Let $M$ be an oriented, compact, differentiable manifold with some Riemmanian metric $g$, so that $(M,g)$ has a nice volume form and one can define $L^2(M,g)$ as the completion of $C^\infty(M)$ under the inner product induced by the volume form (one can similarly define $L^2$ spaces of arbitrary forms). Since $M$ is compact, all of the $L^2(M,g)$ are essentially the same for any metric $g$. The Laplacian is defined naturally as $\Delta = -*d*d$, and the Hodge theorem says that its eigenfunctions form a basis for $L^2(M,g)$.

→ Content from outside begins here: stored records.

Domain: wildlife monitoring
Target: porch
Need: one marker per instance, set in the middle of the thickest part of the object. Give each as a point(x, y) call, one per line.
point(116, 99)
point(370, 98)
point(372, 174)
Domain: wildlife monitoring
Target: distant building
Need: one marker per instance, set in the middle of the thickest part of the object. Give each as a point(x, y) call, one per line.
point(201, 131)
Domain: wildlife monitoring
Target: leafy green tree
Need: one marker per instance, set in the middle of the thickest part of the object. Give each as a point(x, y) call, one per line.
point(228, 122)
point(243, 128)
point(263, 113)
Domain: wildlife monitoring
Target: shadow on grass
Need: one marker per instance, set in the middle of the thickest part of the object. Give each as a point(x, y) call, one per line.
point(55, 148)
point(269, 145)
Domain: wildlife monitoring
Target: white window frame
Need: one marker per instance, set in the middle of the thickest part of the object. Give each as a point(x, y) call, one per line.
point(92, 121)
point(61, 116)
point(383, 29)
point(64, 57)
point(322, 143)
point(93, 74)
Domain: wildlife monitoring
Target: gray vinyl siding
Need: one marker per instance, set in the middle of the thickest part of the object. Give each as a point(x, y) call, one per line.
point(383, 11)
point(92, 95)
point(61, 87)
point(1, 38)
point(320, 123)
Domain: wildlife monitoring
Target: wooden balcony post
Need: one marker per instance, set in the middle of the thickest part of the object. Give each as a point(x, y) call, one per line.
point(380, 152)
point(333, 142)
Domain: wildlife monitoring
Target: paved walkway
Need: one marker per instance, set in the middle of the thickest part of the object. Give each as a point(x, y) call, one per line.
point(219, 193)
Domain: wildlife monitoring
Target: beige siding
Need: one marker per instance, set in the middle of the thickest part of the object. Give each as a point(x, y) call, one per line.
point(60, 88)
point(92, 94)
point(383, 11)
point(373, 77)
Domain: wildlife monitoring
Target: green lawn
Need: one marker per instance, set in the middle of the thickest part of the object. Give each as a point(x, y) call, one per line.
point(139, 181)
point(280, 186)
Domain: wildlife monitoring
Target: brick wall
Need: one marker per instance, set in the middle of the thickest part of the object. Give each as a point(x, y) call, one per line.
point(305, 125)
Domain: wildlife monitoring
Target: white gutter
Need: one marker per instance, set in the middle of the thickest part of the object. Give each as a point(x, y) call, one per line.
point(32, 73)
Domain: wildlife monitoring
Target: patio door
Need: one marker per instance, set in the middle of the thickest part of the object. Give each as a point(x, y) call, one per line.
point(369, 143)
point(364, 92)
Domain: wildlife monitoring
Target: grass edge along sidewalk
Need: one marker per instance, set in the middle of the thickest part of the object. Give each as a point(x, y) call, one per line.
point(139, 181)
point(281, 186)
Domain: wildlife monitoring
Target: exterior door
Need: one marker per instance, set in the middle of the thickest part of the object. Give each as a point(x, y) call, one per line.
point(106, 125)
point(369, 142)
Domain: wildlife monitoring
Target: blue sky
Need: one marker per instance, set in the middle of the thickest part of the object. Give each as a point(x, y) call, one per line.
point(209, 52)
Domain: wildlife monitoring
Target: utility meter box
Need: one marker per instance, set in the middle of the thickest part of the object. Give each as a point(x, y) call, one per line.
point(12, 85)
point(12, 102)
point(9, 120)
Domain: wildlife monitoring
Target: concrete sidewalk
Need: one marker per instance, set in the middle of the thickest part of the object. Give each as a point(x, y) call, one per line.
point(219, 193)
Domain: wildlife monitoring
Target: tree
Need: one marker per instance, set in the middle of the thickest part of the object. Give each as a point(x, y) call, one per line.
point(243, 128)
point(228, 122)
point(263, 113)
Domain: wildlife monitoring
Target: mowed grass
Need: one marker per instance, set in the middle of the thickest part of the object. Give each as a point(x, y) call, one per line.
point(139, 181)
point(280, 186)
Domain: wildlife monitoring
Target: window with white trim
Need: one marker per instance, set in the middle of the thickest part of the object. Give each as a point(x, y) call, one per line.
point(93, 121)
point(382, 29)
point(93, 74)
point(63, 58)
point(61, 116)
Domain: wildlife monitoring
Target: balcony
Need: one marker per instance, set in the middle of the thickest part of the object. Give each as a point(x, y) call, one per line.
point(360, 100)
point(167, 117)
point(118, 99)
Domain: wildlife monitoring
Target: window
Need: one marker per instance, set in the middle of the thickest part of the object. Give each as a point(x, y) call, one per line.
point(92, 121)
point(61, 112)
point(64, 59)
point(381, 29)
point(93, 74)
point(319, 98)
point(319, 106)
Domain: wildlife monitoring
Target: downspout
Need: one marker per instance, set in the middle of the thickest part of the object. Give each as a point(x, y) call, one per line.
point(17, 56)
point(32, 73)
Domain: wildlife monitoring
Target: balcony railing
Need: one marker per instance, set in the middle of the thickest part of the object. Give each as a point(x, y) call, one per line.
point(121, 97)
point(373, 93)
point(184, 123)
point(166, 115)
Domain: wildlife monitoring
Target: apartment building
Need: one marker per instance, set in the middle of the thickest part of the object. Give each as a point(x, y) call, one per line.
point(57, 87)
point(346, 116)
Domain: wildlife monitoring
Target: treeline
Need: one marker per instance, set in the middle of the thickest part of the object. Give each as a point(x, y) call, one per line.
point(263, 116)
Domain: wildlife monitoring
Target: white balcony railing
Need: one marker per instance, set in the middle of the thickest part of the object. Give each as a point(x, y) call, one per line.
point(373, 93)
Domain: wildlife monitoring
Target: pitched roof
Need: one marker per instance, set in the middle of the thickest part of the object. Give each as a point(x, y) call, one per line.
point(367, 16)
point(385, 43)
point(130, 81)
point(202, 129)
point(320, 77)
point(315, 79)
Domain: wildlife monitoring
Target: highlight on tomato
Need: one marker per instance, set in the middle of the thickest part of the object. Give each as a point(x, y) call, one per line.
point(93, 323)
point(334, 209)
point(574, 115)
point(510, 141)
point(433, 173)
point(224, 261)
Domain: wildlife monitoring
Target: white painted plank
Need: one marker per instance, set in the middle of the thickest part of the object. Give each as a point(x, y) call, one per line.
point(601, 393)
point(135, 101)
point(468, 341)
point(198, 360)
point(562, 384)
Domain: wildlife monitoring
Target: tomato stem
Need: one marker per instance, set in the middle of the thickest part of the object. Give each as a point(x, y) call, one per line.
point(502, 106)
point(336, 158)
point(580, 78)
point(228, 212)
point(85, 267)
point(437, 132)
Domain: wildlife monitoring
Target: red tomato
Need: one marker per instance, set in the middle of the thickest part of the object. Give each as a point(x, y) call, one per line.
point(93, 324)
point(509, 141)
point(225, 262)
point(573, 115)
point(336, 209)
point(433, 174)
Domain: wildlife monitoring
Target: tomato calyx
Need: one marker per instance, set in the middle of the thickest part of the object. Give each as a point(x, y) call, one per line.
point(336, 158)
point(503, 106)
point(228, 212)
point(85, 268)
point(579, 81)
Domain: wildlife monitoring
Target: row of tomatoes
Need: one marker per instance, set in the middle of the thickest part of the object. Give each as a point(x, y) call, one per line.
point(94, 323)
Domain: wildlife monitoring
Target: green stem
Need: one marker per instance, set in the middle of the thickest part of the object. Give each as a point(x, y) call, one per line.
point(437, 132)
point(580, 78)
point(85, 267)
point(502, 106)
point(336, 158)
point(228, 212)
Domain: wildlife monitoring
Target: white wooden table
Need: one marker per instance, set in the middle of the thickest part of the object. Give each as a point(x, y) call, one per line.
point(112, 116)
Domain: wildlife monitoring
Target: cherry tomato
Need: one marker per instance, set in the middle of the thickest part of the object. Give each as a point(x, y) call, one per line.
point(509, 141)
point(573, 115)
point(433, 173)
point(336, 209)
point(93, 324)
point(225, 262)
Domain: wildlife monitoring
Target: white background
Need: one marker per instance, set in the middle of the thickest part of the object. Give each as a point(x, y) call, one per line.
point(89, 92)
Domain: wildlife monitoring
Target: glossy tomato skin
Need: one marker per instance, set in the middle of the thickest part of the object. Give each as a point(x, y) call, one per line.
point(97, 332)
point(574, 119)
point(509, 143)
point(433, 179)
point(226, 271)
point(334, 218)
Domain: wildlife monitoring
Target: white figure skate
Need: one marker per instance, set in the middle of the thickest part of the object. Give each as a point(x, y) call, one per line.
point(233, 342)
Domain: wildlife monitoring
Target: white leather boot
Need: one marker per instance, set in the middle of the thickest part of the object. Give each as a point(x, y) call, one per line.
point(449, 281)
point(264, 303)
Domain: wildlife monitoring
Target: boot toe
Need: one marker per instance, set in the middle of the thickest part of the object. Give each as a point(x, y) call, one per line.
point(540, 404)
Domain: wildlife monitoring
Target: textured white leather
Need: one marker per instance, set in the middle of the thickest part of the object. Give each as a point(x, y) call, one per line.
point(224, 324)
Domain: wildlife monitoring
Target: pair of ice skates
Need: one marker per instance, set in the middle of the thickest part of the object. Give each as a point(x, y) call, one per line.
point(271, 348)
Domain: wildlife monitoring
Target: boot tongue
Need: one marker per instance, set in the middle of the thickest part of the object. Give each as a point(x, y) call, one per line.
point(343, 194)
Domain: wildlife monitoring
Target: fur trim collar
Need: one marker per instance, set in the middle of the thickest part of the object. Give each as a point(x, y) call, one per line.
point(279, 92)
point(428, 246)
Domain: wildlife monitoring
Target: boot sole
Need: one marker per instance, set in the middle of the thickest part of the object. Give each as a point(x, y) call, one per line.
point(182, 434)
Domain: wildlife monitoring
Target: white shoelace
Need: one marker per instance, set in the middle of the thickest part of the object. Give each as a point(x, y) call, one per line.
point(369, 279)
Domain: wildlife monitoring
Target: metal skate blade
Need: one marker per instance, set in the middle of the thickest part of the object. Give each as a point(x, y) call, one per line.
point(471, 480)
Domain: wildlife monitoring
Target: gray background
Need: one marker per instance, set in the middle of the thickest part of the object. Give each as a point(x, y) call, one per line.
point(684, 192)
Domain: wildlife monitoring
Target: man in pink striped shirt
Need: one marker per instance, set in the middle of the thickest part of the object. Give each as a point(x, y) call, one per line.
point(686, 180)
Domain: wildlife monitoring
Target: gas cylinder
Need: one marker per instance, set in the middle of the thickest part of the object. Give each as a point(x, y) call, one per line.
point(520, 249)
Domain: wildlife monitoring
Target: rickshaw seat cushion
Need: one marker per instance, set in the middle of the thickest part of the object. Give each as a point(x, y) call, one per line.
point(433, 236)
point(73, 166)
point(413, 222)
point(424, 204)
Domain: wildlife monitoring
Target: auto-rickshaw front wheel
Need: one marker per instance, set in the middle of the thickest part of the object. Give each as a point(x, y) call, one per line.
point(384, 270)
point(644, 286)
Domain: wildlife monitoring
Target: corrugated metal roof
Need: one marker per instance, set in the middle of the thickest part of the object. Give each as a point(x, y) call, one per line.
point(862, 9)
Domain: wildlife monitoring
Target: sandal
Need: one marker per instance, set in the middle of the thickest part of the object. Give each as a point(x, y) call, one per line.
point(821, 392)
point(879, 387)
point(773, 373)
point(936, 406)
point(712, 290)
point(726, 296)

Now if $M = S^1$ and $g$ is the natural metric induced by the covering of $\mathbb{R}$ then $\Delta = -\frac{d}{dx^2}$ and the eigenfunctions are $e^{in\cdot}$. Carleson's theorem states that, unlike an arbitrary basis for $L^2(S^1)$, the convergence of the trigonometric polynomials is pointwise convergence almost everywhere.

Is it suspected that this pointwise almost everywhere convergence of $\Delta$ eigenfunction expansions holds over $L^2(M,g)$ for any compact manifold $(M,g)$ with Laplacian $\Delta$? What about for $L^2$ spaces of forms? Are there any known counter-examples?